Propane suppliers shall deliver to other suppliers either (a) the same proportion of their total propane available for sale, transfer, or internal use as a raw material feedstock as they delivered in the period October 3, 1972 through April 30, 1973, or (b) the actual supplier/other supplier contractual volume during such period, whichever is less.

All suppliers of propane shall continue to supply all of their resellers of record during the base period as well as all of the purchasers assigned to them by FEO.

Suppliers, resellers, and end-users who did not have a supplier during the base period or have had a substantial increase in propane requirements since the base period may apply for an assignment of a supplier or an adjusted base period volume through the appropriate FEO Regional Office.

The FEO may order the sale of propane by suppliers or endusers in order to alleviate imbalances, order the transfer of propane from one area to another, reassign purchasers, or make other adjustments as necessary to achieve a more equitable

distribution.

(4) Method of Allocation and Distribution

Propane suppliers and resellers shall provide propane for priority requirements to those to whom they sold or had a contract to sell propane at any time subsequent to August 31, 1973. Suppliers or other resellers must provide, to resellers to whom they sold or transferred propane during the period October 3, 1972 through April 30, 1973, the volume they need to meet the needs of their priority customers.

Nonpriority users may receive some fraction of

the propane remaining after the priority customers receive their requirements.

(5) Storage Operations

Special provisions of the allocation program will monitor the release of propane from large storage and merchant storage facilities so as to direct the flow of propane from storage to priority end-users, and limit the consumption of propane for nonpriority use.

(6) State Set-Aside

The state set-aside for propane has initially been set at

3% of all propane offered for sale in a given state by suppliers as defined in the propane program.

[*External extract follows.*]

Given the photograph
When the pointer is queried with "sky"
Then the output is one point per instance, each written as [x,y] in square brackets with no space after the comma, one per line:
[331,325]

The state controlled set-asides shall be directed to alleviate temporary hardship and emergency situations.

(7) Determination of Propane Prices

The regulations provide for a maximum to be placed on the amount of increased product costs incurred after January 31, 1974, that can be allocated to propane during the twelve (12) month period following that date.

The total amount of increased product costs that may be allocated to propane must be directly proportional to the ratio that the total sales volume of propane bears to total sales volume of all covered products of a refiner during the twelve-month period following January 31, 1974. For example, if a refiner's total sales of propane for the twelve-month period equal ten (10) percent of total sales volume of all covered products, the increased product cost incurred during that period for propane may not exceed ten percent of this total increased product cost for this same twelve-month period. The new rule does not change the base price method of calculating prices for covered products.

A refiner may allocate his increased costs disproportionately to his sales of propane in any month of the twelve-month period, provided the overall ratio for the twelve-month period meets requirements. Increased product costs incurred prior

to January 31, 1974, may also be "banked" and carried forward as increased costs, to justify an increased base price in a future month.